Voyage à mon bureau, aller et retour/Chapitre IV

La bibliothèque libre.
◄  Chapitre III IV Chapitre V   ►


L’EXACTITUDE

Le chapitre qui précède me porte tout naturellement à vous parler de l'exactitude. S'il est utile de prendre son parapluie de crainte du mauvais temps, il est de principe aussi de ne pas arriver trop tard à son bureau, afin de ne pas manquer la signature de la feuille de présence.

Je plains les gens dénués d'exactitude. Ils ont ordinairement mille excuses toutes trouvées pour prouver qu'ils ne pouvaient pas faire autrement que d'oublier l'heure de leurs devoirs. C'est le temps qui n'a pas permis qu'ils sortissent plus tôt ; c'est une visite inattendue, ou la réception d'une lettre demandant une prompte réponse ; c'est une entorse qu'ils ont gagnée en descendant l'escalier de la maison éloignée où ils demeurent ; l'embarras des voitures dans la rue ; l'encombrement des curieux sur les trottoirs, ou bien enfin leur montre qui s'est endormie dans le gousset. Pourtant ce n'est à aucune de ces causes qu'il faut rattacher la perte d'un temps précieux maladroitement employé. Les mêmes incidents se rencontrent pour tout le monde. Il s'agit, en homme prudent, de savoir éviter les fâcheuses rencontres, et d'avoir toujours le soin de monter sa montre avant de partir pour qu'elle ne s'arrête pas en chemin. L'exactitude doit être le régulateur de notre conduite. Que serait la vie sans l'exactitude ? Le sang ne circule dans nos veines qu'en raison de la contraction régulière du ventricule du cœur, qui laisse échapper par ses valvules la quantité suffisante de sang pour animer la merveilleuse invention de l'Être suprême.

L'Homme n'est qu'une machine. C'est à l'intelligence de l'aider dans les fonctions qu'il doit remplir, en commandant au corps, pour que ce dernier obéisse. S'il est paresseux et se montre trop partisan du lit moelleux où il s'endort, l'intelligence doit lui dire hardiment : « Lève-toi ! Les oiseaux du jardin ou du voisinage ont chanté le lever de l'aurore ; les bois sont frais, et les fleurs parfumées ; jouis du bel aspect de la nature pendant les douze heures que le travail ne réclame pas de ton activité. Que ferais-tu, plongé dans le sommeil une heure de plus qu'à l'ordinaire ? Le mouvement, c'est la vie ; le sommeil, c'est la mort ! »
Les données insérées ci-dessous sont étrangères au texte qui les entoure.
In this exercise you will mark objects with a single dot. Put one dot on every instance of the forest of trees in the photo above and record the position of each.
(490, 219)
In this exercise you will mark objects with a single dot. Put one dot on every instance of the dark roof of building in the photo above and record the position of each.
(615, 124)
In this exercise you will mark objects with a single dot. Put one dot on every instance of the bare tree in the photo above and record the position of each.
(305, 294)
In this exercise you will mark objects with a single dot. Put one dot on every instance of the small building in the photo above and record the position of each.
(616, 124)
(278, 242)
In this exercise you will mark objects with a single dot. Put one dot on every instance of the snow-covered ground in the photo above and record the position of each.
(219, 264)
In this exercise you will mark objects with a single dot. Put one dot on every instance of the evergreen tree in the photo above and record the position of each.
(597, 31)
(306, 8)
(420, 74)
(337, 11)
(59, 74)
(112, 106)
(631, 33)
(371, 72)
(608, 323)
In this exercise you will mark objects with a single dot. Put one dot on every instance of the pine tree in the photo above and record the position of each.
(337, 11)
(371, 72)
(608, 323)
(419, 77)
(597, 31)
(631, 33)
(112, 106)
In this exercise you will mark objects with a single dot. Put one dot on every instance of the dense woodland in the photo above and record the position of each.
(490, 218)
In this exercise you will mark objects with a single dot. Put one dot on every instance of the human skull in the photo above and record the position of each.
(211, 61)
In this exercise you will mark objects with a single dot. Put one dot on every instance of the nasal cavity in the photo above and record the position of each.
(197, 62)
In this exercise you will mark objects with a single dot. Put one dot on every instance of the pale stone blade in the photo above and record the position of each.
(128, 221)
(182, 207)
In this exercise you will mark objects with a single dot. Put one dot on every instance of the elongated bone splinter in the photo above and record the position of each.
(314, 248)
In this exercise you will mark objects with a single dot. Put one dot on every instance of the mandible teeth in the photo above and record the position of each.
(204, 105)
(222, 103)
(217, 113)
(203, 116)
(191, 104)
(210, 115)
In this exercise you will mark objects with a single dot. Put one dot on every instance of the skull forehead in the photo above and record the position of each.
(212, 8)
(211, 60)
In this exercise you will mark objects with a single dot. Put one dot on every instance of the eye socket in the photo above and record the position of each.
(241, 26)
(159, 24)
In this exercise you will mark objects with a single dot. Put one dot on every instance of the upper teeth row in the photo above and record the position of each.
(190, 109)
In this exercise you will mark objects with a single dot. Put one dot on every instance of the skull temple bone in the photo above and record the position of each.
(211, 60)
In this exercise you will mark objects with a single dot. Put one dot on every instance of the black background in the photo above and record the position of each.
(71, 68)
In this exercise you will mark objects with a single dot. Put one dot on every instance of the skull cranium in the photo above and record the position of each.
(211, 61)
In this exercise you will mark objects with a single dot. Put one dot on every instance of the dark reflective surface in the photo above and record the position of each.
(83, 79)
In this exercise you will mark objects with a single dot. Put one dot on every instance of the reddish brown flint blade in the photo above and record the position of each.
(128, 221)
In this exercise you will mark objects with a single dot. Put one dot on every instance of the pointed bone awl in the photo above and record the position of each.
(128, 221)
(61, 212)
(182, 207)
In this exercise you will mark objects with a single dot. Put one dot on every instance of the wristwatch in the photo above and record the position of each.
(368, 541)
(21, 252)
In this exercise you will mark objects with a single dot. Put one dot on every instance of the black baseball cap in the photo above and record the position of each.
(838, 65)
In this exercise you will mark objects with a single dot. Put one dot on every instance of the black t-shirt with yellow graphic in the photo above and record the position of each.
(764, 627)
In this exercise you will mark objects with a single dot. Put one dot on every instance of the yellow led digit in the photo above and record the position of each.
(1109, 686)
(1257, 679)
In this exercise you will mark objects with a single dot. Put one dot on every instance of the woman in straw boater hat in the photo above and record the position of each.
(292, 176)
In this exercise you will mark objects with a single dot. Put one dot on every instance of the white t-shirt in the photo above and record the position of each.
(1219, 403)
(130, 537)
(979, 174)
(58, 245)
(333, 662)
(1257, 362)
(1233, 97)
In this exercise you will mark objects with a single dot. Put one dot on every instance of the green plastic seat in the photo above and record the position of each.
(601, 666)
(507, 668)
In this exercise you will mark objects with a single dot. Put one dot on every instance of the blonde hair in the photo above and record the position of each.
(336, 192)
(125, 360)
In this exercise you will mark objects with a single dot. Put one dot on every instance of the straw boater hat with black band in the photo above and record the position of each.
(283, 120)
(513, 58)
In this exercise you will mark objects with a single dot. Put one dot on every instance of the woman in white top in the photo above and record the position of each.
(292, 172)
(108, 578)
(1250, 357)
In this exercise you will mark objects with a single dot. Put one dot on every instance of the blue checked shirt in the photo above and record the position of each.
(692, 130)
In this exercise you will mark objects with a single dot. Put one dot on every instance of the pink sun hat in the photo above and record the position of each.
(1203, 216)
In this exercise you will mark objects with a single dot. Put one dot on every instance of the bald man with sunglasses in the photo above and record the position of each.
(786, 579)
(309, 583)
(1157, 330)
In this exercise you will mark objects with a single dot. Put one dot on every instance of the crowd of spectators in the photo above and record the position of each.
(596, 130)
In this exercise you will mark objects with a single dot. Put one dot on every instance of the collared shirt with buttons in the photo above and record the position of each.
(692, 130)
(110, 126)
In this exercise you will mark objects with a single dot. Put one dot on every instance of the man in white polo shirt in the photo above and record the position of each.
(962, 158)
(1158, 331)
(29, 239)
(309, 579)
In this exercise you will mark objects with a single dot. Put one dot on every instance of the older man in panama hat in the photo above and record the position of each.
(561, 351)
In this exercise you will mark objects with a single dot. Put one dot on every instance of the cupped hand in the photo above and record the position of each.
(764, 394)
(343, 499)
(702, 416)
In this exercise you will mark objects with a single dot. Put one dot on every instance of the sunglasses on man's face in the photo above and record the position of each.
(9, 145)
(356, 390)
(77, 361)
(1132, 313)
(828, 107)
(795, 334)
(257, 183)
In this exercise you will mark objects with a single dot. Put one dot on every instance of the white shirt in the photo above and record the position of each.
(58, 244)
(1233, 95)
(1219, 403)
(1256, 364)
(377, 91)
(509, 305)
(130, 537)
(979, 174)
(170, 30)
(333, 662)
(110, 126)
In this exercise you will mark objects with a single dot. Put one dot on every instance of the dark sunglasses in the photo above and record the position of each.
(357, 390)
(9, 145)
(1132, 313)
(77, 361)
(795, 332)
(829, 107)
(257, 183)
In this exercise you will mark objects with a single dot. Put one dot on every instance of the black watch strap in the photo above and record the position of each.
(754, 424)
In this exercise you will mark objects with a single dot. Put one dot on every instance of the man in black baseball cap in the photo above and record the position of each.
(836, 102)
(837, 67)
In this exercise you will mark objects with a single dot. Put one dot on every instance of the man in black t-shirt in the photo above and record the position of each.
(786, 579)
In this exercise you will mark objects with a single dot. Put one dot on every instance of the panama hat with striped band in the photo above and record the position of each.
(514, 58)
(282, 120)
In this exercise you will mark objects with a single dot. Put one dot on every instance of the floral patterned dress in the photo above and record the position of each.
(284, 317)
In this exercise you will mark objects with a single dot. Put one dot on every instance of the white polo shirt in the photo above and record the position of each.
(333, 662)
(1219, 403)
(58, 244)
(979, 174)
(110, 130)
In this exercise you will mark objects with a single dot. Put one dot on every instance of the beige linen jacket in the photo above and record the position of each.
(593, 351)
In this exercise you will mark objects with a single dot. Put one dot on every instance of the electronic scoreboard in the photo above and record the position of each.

Que d'affaires en litige et souvent oubliées ! Que de procès perdus pour s'être levé trop tard!... L'exactitude est dans tout, et rien ne s'accomplit régulièrement en dehors de la ferme résolution de s'y soumettre. Si vous êtes sur le point de partir en voyage, ce n'est pas le jour même de votre départ qu'il faut préparer vos bagages, mais bien la veille ou l'avant-veille du jour choisi pour ce voyage. De la sorte, vous ne serez point pris en défaut.

Est-il rien de plus doux au monde que l'exactitude ? C'est elle qui procure à deux cœurs favorisés de l'amour la satisfaction de se rencontrer, à jour dit et à l'heure convenue, au rendez-vous habituel. Si l'un des deux amants arrive après l'autre, il est obligé de s'avouer coupable d'un manque d'exactitude qui l'a privé de serrer plus tôt la main chérie qui l'attendait.

Que de choses on pourrait rappeler sur l'exactitude et sur les afflictions qu'elle peut causer en se dérangeant de ses devoirs! On doit donc conclure que l'exactitude est essentielle à toutes les préoccupations de la vie, et qu'elle procure mille jouissances que les paresseux et les gens insouciants doivent avoir honte de ne pas connaître.

Un souverain de la France disait spirituellement que l'exactitude est la politesse des rois. Je crois qu'elle sera toujours la politique des hommes bien élevés, et je suis d'avis que l'exactitude devrait être celle des employés.